Los silencios.





Siempre que veo a Martina lo hago en el mismo sitio. Desde que descubriéramos el bar, a eso de mediados del dos mil diez, no nos hemos visto fuera de allí. Yo no voy con otra gente y supongo que ella hace lo mismo. Desde el primer momento nos gustó poderosamente. Creo que también ocupamos siempre los mismos sitios y es posible que hasta reproduzcamos las posturas de la vez anterior. 

Hemos conseguido crear un lugar en el que el tiempo se mantiene en suspenso, repitiendo en todos los relojes siempre el mismo sonido del mismo segundo sin cansarse; el tiempo aquí no fluye, solamente cambia de fase: pasa de sólido a líquido y a gaseoso, pero incólume al fin y al cabo. 

La razón de este encuentro han sido los meses que hemos pasados escondidos tras nuestros móviles tecleándonos, leyendo la vida del otro sin entonación ni ritmo; con embozadas sonrisas. 

¿Y qué tal, quedaste al final con Javier? —pregunté cuando nos sirvieron el café y el ruido de las cucharillas se pareció al trino de pajarillos salvajes.

Me he fijado en que le das las vueltas al café en el sentido de las agujas del reloj. Yo lo hago al contrario. Es curioso. 

Lo hago sin darme cuenta — dije fijándome por primera vez en el recorrido de la cuchara sobre la superficie. 

Quizás por eso has envejecido tanto — dijo Martina con una sonrisa.

¡Como si yo pudiera controlar esas cosas! — contesté levantando la taza para llevármela a los labios, dispuesto a beber. 

De una forma u otra todos podemos. Ahora, igual no de la forma o con el resultado que nos gustaría. 

Bueno, ¿me vas a contar lo de Javier ya, o no? — pregunté para saciar mi curiosidad

Sí, quedé el fin de semana con él. Estuvimos visitando carios bares pero ninguno nos convencía, así que fuimos a cenar a un lugar seguro. 

El Rincón del Tío Edu — dije. 

Exacto. Ya lo sabes. Si no sabes dónde ir, ve al Rincón del Tío Edu. 

Nunca defrauda.

Nunca. Bueno, lo que te decía; cenamos bien. Es un tipo divertido, con buenos juegos de palabras y coge las cosas como si no pesaran. Eso me gustó. 

¿Es simpático? — pregunté recordando a Cristo, el anterior pretendiente de Martina. 

Está dentro de la media. Tiene, también, algunos silencios bastante bonitos. 

Seguro que ninguno como el tuyo. 

¡Claro que no! Se necesitan muchos años para conseguir un silencio como el mío. Pero los suyos son más delicados, tienen algo de solemne; se parece un poco al silencio con el que me imagino que deberían pintar las bibliotecas. No. Se parece bastante más al del público en un concierto: hay un algo de impaciencia que pulula por él. Mi silencio es más duro, compacto incluso. Puede mecer y ablandar como afilarse y clavársete en la piel por los poros. 

Lo sé bien — asentí. 

¿Aún te duele lo que te pensé?

Es que lo oí en tus ojos. Atravesó mi carne saltándose la piel y esquivando los huesos. 

Lo siento. 

No te preocupes, no podemos controlar nuestras maldiciones. Pero sigue, porfa.  — dije acompañando mis palabras con un ademán de la mano. 

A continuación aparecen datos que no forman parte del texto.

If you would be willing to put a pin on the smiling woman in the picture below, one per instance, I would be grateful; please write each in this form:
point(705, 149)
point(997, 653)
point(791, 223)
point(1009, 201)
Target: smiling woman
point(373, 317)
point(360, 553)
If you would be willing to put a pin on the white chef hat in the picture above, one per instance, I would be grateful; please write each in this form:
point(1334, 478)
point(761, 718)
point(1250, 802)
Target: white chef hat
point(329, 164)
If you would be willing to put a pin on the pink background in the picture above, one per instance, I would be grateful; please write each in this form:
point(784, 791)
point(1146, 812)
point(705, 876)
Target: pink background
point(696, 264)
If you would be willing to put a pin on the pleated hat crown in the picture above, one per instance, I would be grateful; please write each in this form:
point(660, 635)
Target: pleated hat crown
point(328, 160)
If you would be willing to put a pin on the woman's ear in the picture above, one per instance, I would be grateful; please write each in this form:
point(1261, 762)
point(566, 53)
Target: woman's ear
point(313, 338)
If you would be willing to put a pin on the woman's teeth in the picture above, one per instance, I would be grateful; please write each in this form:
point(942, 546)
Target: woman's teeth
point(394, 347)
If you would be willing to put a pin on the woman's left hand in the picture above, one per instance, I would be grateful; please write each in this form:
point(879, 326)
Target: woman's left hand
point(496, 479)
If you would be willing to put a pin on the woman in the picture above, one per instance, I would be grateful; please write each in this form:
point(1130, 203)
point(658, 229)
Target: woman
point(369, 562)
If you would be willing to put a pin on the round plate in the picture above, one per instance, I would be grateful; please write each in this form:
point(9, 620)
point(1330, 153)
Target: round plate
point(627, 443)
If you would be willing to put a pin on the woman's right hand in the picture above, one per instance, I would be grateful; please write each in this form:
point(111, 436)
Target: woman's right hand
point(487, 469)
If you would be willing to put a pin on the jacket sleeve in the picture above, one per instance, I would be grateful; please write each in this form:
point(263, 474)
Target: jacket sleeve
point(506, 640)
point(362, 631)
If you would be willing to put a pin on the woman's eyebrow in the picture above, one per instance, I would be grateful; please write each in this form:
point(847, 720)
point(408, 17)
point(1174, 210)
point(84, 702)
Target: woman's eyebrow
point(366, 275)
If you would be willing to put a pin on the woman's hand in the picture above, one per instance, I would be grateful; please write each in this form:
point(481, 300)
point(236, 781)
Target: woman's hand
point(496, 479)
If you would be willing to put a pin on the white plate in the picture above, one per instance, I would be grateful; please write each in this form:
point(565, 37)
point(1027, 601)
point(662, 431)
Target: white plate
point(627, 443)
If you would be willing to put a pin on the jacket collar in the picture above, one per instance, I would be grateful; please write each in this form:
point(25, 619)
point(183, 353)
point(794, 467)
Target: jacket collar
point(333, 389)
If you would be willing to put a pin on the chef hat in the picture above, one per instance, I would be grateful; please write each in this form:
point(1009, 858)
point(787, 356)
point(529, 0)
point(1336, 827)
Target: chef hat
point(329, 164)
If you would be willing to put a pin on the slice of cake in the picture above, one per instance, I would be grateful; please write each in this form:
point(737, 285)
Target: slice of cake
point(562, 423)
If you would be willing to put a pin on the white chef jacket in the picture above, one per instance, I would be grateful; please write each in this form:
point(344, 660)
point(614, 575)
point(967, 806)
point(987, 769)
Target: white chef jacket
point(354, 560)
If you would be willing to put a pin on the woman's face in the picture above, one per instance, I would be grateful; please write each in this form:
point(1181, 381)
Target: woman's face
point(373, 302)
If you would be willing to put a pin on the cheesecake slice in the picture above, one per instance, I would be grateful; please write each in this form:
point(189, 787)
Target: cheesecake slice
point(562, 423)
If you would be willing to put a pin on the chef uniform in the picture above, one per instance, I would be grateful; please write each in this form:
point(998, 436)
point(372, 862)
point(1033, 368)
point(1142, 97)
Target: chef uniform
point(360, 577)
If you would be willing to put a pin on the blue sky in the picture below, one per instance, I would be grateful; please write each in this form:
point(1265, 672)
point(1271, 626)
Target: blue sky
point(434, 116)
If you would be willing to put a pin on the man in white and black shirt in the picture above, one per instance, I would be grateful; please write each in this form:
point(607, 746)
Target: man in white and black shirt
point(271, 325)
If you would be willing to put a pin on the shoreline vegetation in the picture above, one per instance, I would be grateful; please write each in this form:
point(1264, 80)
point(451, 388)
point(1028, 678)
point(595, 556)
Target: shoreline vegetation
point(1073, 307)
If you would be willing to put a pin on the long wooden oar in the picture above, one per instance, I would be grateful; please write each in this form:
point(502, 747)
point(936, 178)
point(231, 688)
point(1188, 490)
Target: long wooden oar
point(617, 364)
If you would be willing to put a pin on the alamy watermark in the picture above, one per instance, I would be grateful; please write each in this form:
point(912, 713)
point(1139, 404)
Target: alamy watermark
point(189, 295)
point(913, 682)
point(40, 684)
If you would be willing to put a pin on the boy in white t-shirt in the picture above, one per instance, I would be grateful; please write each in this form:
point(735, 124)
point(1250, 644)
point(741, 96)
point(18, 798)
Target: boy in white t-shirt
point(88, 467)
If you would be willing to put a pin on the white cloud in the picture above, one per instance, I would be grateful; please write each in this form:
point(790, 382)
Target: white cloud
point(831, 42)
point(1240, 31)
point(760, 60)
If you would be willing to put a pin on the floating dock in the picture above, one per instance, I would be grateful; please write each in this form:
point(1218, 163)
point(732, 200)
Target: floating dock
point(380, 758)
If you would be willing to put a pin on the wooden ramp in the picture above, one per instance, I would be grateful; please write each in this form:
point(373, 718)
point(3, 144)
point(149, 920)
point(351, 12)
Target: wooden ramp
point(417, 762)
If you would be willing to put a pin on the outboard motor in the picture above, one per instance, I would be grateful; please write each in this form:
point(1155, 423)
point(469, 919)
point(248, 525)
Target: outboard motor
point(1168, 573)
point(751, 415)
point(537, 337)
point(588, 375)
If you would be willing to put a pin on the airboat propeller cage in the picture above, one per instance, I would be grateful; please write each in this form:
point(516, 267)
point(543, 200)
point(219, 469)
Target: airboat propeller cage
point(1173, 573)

Sigo. También me contó cosas divertidas y me pasé casi toda la cena sonriendo. Le conté algo más de mí: le di el nombre de mi perra y un par de anécdotas de la universidad. Me cayó bien. 

¿Y después de la cena…? — pregunté sospechoso de que aún había más. 

¡Mira que eres cotilla! — se quejó Martina. 

Venga, no me seas. ¿Lo llevaste a tu casa? 

Sí. 

¿Subió?

Sí.

¿Y?

No.

¡Martina! No lo hagas. Me conozco ya la rutita. Primero los monosílabos cortantes, luego solamente moverás la cabeza y terminarás por poner esos ojos que tanto me sacan de quicio hasta que decidas dejar de torturarme.  Eres tú la que me has dicho de quedar, supongo que por algo será. 

Martina asintió sin mirarme. Tomó la taza entre ambas manos como hacen las mujeres en bata de las películas cuando tienen frío, Miró en todas direcciones y dijo: 

Ahí hay una terracita con un cenicero lleno de colillas. ¿Fumamos? 

Accedí y nos levantamos. Había, además del cenicero y el cielo sobre nuestras cabezas dos sillas bajas y una mesa proporcional al tamaño de éstas. Apoyé el culo directamente sobre la mesa y Martina se apoyó en la puerta, de pie. 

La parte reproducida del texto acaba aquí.